I love hearing my wealthy friends talk about airports and public transportation in foreign countries. “Why don’t we have this or that,” they ask. Um, because they cost money and we’ve got a Congress, which you bought and paid for, which has convinced itself that government can only fail? Or, we like shabby chic … and you missed the memo? Tax cuts trump infrastructure expenditures in our great / Make it Great Again nation. And, with that approach roads suck, bridges will collapse, and airports are almost as bad as the flights which cause us to be at those facilities. (By the way, that Trump infrastructure plan? Sad. Just sad. Oh, and pathetic too!)

Then there’s education. Teacher salaries and decent, safe buildings cost money. Certainly, livable wages and quality facilities don’t solve the problems alone, but taking them away guarantees weakened performance. Yet, in my state teacher pay ranks last in the nation. And our income ranking? 31. (That gap won’t last, by the way, for if we interfere with our children’s educational opportunities by failing to pay our teachers, incomes will fall.)

With more examples abounding – and limited space – we’re back to guns. President Donald Trump said, about the Florida shooting: “So many signs that the Florida shooter was mentally disturbed, even expelled from school for bad and erratic behavior.” Thanks for going deep, Mr. President! Imagine a troubled child, expelled from his high school, lacking access to an arsenal. Options? Breaking windows. Graffiti. Slashing tires. And with arsenals? Dead kids, and teachers and administrators, and others. (And from too many: thoughts and prayers, and now is not the time for gun control or other political stuff.)

What’s the central theme here? Themes makes more sense. With apologies for using aphorisms to explain what’s wrong, think: Perfect is the Enemy of Good; coupled with All In Good Time; with a heaping helping of Greed is Good.

Josh Marshall at Talking Points Memo wrote Our Collective Impotence Feeds the Power of Guns. Worth your time! Mr. Marshall tells us in plain language why every part of the gun solution mix matters, and why the NRA and its fellow travelers succeed so well by noting how this or that part of the mix won’t solve the problem completely. We’re single shot people in a very complex world. If A or B won’t fix what ails us, fully and completely, we should do nothing, or so they tell us, obliquely.

Coupled with our desire for simple, perfect solutions, we expect to fix decades worth of problems in one fell swoop, in the next week or so. When I was almost 11 a bad guy killed Robert Kennedy. There was lots of gun control talk, and even some legislation. That said, I also recall plenty of “what can we do, there are so many guns already” talk. Here are some stats which evidence the guns explosion. The 1968 laws mattered, but the notion that we can’t act because what we might do won’t fix it by Friday allows problems to fester for years and decades.
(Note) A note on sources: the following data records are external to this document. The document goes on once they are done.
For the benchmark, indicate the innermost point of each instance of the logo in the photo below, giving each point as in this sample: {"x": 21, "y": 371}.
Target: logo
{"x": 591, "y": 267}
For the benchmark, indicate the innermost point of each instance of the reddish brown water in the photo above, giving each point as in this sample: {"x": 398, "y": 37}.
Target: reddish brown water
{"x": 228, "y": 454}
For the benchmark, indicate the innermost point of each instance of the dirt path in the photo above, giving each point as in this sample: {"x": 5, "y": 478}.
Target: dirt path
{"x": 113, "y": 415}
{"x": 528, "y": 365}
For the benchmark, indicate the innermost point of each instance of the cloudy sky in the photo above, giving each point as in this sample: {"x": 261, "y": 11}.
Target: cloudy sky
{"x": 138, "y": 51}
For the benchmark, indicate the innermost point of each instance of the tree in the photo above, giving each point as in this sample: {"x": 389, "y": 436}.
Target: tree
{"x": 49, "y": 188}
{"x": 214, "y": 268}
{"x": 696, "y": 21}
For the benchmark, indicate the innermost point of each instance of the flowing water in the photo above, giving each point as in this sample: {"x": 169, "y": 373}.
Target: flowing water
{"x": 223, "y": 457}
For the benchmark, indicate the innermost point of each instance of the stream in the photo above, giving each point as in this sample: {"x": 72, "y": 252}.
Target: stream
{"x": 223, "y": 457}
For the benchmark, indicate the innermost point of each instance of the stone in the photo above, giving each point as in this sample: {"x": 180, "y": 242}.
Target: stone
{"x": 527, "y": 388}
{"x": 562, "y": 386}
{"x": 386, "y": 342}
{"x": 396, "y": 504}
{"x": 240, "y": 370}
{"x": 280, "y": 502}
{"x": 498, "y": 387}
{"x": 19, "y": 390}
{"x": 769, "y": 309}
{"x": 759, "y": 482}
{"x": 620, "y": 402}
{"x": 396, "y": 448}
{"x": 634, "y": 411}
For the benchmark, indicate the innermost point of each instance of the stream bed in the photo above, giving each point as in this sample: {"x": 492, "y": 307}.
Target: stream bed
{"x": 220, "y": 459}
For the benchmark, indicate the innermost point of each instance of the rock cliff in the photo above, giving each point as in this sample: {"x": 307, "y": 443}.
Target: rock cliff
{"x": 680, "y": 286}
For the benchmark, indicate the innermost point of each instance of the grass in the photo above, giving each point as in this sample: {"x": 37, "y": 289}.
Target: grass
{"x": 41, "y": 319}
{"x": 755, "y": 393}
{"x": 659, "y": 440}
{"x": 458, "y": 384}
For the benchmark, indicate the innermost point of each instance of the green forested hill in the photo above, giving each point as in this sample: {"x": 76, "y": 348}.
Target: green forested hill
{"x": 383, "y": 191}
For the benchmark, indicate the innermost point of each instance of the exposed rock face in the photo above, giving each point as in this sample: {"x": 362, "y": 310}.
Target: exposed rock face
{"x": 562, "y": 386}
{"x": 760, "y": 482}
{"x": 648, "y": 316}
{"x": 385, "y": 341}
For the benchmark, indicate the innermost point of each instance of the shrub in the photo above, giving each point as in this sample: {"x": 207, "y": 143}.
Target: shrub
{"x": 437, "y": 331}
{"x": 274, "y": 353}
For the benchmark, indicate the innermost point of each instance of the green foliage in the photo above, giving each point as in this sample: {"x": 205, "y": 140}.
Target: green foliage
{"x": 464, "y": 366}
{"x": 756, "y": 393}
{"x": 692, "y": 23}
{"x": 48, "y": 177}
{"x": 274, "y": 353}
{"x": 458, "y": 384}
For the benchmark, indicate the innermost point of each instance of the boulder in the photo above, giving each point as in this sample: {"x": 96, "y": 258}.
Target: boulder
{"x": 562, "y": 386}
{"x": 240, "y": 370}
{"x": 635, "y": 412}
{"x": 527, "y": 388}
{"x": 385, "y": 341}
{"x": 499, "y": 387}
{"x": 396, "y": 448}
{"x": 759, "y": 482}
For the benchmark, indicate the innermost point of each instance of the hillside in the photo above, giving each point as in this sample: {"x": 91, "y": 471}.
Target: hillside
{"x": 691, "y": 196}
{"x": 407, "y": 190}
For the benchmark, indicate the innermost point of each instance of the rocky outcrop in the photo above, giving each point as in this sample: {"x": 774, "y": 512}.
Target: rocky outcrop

Finally, there’s greed. “Wealthiest nation ever” and “we can’t afford …” ought to be discordant notes, as in “harsh and jarring because of a lack of harmony.” Somehow, though, our rentier class – and others who worry not at all about the financial stuff that keep 99+% of us up at night – thinks we should have all of the goodies, and that Those People should pay for them.

Without any doubt our inequality gap contributes to our miasma. Add shortsightedness and a lack of interest in complexities, and we should not be even a teeny bit surprised that the wealthiest nation may be on the Big Slide, going down into the “forever” hole.